Thursday, September 22, 2005

The invasion of privacy and freedom of the blog

A few years ago they caught the hacker who sent out the 'iloveyou' virus by tracing the program back to the document 'stamped' by his home computer. A few years later, the Canadian government came under fire by the privacy commissioner for cross-referencing customs information with employment insurance (in other words they were withholding EI payments to those who had crossed the border for any length of time). The patriot act has introduced the capacity for another McCarthy era and just yesterday I was reading about how they can track the information you type into your computer (such as a password) by the sound of the keys clicking (as each key has a distinctive click). Now, a lot of us may think, 'How precious is my privacy, and my ability to speak freely? After all, there is no censorship as of yet, and I am not significant enough to be prosecuted openly for my thoughts'. I suppose this is because we are lucky enough to live in a country that does not have a tyrannical hold on communications, such as China, or Iran.

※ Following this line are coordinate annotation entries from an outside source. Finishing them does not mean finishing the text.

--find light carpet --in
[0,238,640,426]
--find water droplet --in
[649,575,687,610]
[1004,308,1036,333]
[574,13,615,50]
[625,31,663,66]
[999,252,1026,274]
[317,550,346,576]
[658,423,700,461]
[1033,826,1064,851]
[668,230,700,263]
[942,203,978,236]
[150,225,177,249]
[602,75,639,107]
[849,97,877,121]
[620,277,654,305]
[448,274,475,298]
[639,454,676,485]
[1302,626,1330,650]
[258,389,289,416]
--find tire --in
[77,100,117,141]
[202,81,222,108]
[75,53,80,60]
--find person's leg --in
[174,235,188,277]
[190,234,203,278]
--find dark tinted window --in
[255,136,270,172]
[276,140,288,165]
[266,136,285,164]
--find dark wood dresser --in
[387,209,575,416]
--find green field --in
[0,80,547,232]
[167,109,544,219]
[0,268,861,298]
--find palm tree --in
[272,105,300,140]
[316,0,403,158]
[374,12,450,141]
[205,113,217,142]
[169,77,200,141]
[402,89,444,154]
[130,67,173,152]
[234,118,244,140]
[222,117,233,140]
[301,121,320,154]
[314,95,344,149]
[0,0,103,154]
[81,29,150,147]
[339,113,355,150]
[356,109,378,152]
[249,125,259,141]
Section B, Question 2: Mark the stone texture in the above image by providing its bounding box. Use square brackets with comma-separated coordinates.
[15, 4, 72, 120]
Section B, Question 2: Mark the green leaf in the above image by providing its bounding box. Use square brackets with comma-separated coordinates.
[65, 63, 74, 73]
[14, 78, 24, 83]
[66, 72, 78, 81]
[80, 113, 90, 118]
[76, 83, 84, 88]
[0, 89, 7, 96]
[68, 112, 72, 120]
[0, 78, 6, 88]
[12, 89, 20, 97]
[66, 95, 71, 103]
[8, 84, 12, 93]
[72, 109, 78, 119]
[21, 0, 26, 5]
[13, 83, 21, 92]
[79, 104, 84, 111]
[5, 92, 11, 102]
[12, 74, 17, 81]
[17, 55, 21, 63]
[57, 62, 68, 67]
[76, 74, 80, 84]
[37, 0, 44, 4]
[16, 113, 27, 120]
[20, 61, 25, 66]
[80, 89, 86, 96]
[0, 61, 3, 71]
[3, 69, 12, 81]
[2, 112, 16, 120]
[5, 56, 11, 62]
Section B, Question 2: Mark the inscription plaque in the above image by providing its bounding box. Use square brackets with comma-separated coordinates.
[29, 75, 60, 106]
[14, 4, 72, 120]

Blogs have become the new source of free press, especially in countries of extreme censorship. Realistically, every country bears the brunt of the censors, as the content of the news in North America is still regulated by advertising and political sway. But by extreme, I mean that we will not be jailed, intimidated, shot or condemned for our beliefs if they make it into public consumption. In China, far out radical cries for things like a free election system can come with heavy consequences.

However, tech-savvy China and Iran have began to censor and prosecute bloggers as well, as the popularity blooms. A post about a call for a free electoral system in China will have an online life of about half an hour. For this reason Reporters Without Borders' have released a "Handbook for Bloggers and Cyber-Dissidents.” Partly funded by the French Foreign Ministry it includes technical advice on how to remain anonymous online. The guide includes information about how to use pseudonyms and anonymous proxies and the means to break through government filters. It also offers tips about changing cyber-cafes and how to send cryptographically signed messages via specially formatted e-mail, as well as how to keep blogs out of search engines.

With the help of this handbook, perhaps the freedom of information will truly return, and people will once again be able to speak their minds anonymously without fear of consequence.